Well, I didn't win. In fact, I didn't make it to the twelve finalists. Sure, I'm disappointed, but I can't feel too bad if Ecumenicalculator didn't make it either. It's an implementation of untyped lambda calculus that uses Church numerals (which are pretty similar to <N; 0, +1>). The code is amazingly terse and lucid, and basically puts my entry to shame. But, for all the talk on the contest page about clever code, it looks as if they've mostly just gone for funny entries - 8 out of 10 of the finalists so far have, I think, been in that category.

I've packaged up my entry, adding support for the GTK+ skeleton as I went, and getting the Windows version working with Wine as a bonus. There are binaries for Windows, for if you don't have a compiler or don't know how to use one, and I've also got binaries for Ubuntu in there, although I'm not sure how well they'll work. See the download link at the bottom.
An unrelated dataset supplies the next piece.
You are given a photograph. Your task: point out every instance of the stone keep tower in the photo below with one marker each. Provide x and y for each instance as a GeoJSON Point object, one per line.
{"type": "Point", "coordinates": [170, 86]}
All the entries are available as a torrent from a thread on the OMGWTF forums. But I'll save you the trouble of downloading all 348 entries. The most common solution was to hard code the answers to the test cases into the calculator. About 80(!) of the entries took this approach. The early entry numbers were over-represented in the approach, because it only takes five minutes to make a calculator like that.

Another common idea was to plug the numbers into Google calculator or a web service. Grepping among the entries for "google" gives 29 entries. Searches for "curl", "wget" and "HTTP/1.1" turn up a few more. About 15 entries involve Roman numerals. Weed all those out and you have about 210 entries that might be novel.

As for cool approaches, VICE is pretty good (and made it to the finals), but it has no implementation for division - the author just did (op1 / op2). You'd think he'd, at the very least, have done something iterative or using his other three functions. Two people implemented (what they describe as) neural networks. Apart from Ecumenicalculator, only one other person made use of a successor function (and they, curiously, had a predecessor function too). Someone used Newton's divided differences interpolation polynomial, which certainly sounds cool, and only one other person used Newton-Raphson, so my fears about unoriginality were unfounded.